“Dottoressa, prima di venire da lei, lo scorso anno ho provato a seguire una dieta trovata su internet e ha funzionato benissimo. Poi però sono andata in vacanza e al ritorno avevo rimesso tutti kg persi anzi forse anche di più”

“Non è la prima dieta che seguo, due anni fa avevo seguito una dieta da 1200kcal che mi aveva dato mia cugina che l’aveva ritagliata da una rivista, ma non ho perso nulla”

“Dottoressa, ho sentito parlare di digiuno intermittente, ho provato a capire qualcosa su internet e ho iniziato a digiunare 10 ore al giorno”

E ancora… “Dottoressa ho usato in passato dei beveroni in offerta su internet, ma poi son finito in ospedale, ora ho paura di approcciarmi al cibo”.

Quante persone si riconoscono in queste parole?

Non sono poche le testimonianze di persone purtroppo in fin di vita per diete sbagliate (basti pensare alla influencer Samsonova morta nell’agosto del 2023 probabilmente a seguito di una alimentazione crudista), oppure i diversi bambini ospedalizzati a seguito di diete estremiste. E non dimentichiamoci che secondo gli ultimi dati statistici, il 7% della popolazione presenta un dca (disturbo del comportamento alimentare).

Io credo che il nutrizionista debba sotto questo aspetto dire e fare la sua parte.

Se dovessimo chiedere alla maggior parte delle persone perché mangia, molte di esse risponderebbero per sopravvivere o per fame. Entrambe sono risposte coerenti ed appropriate. Se dovessimo chiedere alla maggior parte delle persone perché si mettono a dieta, molte di esse risponderebbero mettendo l’accento su quanto sia importante per loro vedersi e sentirsi meglio. Anche queste risultano risposte coerenti. Ma credo sia pensiero comune cercare di voler ottenere risultati migliori e perché no in tempi brevi. Forse questo credo che sia il primo motivo per il quale le persone tendono (almeno in prima battuta) ad affidarsi a diete fai te. Costo 0, tempi di attesa 0, comodità 10, risultati? Dipende…
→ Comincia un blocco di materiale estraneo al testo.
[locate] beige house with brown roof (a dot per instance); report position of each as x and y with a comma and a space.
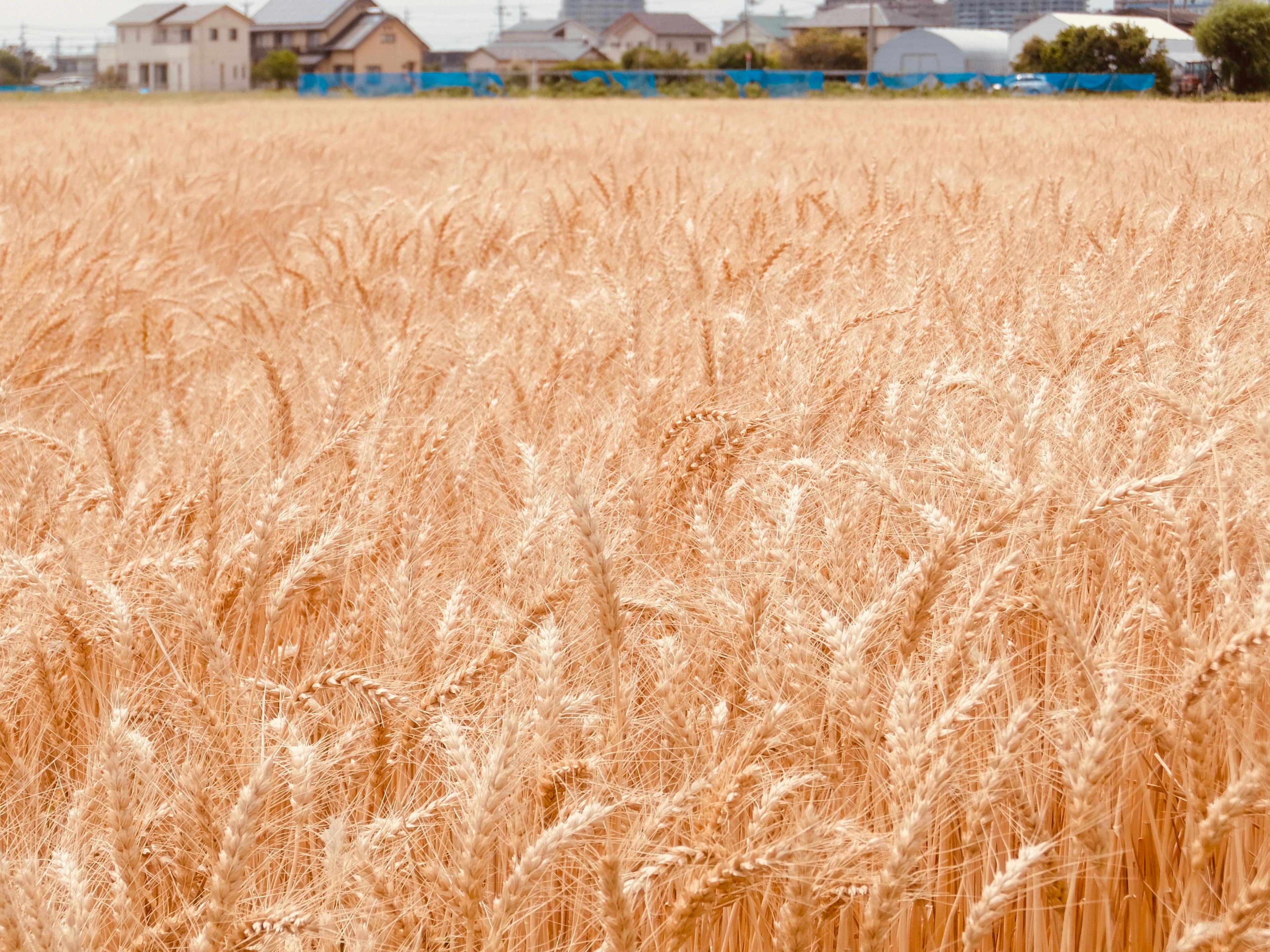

Ricordo che ogni piano alimentare dovrebbe essere personalizzato sulla base della persona: bisogna assolutamente prestare attenzione alle analisi del sangue, allo storico familiare, a possibili patologie e non per ultimo alle esigenze quotidiane. Come fa una persona che pranza fuori per motivi di lavoro a seguire ciò che google consiglia? E se non dovesse trovare quel determinato alimento? E poi.. cosa ne sa google che quella persona non può mangiare alimenti integrali per il suo gonfiore addominale? O di quella persona che dalle ultime analisi risulta avere una glicemia bordeline ma da “menù standard” ha il dolce come gratificazione finale?
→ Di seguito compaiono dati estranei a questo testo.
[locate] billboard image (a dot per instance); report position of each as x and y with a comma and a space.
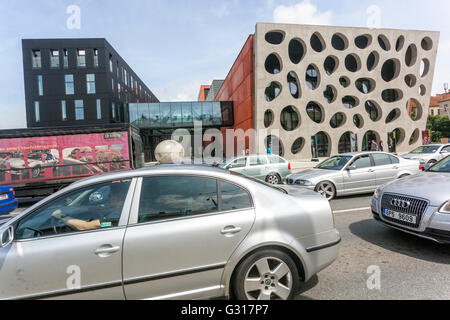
35, 159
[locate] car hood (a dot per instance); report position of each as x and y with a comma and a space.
432, 186
312, 174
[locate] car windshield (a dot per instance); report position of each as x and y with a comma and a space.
441, 166
334, 163
258, 181
425, 149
Ed è così che si arriva ai rischi collegati alle diete fai da te:

se la dieta è troppo restrittiva è intuitivo capire che peso se ne perde, ma cosa? Grasso o massa magra?;

Se la dieta è troppo sbilanciata, il risultato sarà a breve e lungo termine uno stallo metabolico;

Se la dieta è troppo drastica (ma promette di perdere velocemente peso) è sicuramente  un regime alimentare che si basa su rinunce e privazioni che alla lunga (ma neanche troppo) vengono viste come veri e propri sacrifici. E in quel caso con chi confrontarsi? Con google?!?!?!

Se la dieta non è adatta alla mia condizione fisiopatologica? Possiamo immaginare tutti noi  i rischi.

Quindi, sono tante le problematiche e i dubbi dietro una dieta fai da te, soprattutto se si parla di diete mima digiuno o diete chetogeniche in cui è ancora più importante il controllo medico.

Affidatevi sempre ad un professionista per ottenere risultati in tempi sani e giusti per il proprio corpo e per raggiungere un equilibrio fra corpo e mente.

Ricordiamoci che il corpo è la  casa in cui abitiamo, prendiamocene cura.